I’m looking at the gradient accumulation in the notebook, scaling to the top part 3, Scaling Up: Road to the Top, Part 3 | Kaggle. I’m trying to understand more about why gradient accumulation reduces peak memory usage of the GPU.
I can try answering your question about gradient accumulation. The way to think is that GPU has a memory area where tensors reside, and are copied and removed. So, when a batch of 64 samples is processed, those 64 samples are loaded into GPU memory, gradients are computed, and then those 64 samples are removed to make space for the next batch.
Now let’s say we choose to accumulate gradients over 2 batches and each batch has size 32. When processing each batch, only 32 samples are loaded in GPU memory; once they’re processed, they’re removed. Hence, the peak memory consumption comes from the space taken by 32 samples only.

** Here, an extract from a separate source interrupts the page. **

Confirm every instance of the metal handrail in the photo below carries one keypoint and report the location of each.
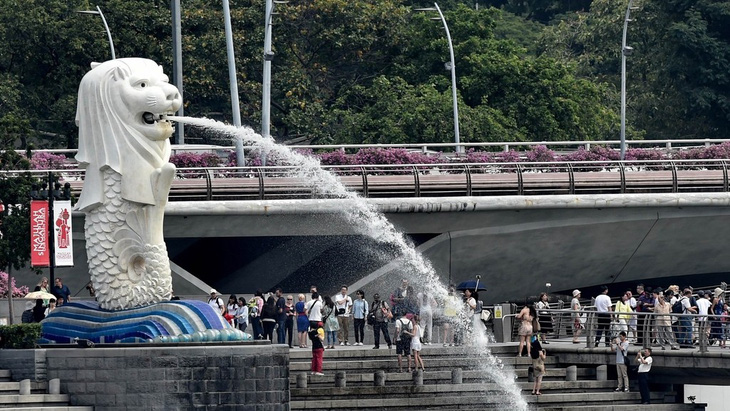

It’s almost half of the original case.
The result of the second case, that is adding up gradients over 2 batches, is almost identical to computing gradient with batch of 64 items; hence the comparison of memory usage.
Thank you. I think I understand. My understanding now is that you can split a batch of 64 into 2 batches of 32 sent to the GPU sequentially, and then by accumulating the gradients from both batches, you end up adjusting the weights in the same way you would have if you had sent a batch of 64 to the GPU and then adjusted parameter weights from the result of that batch.
In the context of the notebook “Scaling Up: Road to the Top, Part 3” from Kaggle, they might be discussing how gradient accumulation allows for effective training of large models on GPUs with limited memory. By accumulating gradients over multiple forward and backward passes, the GPU can handle larger models or larger datasets than it could if it had to process the entire batch at once.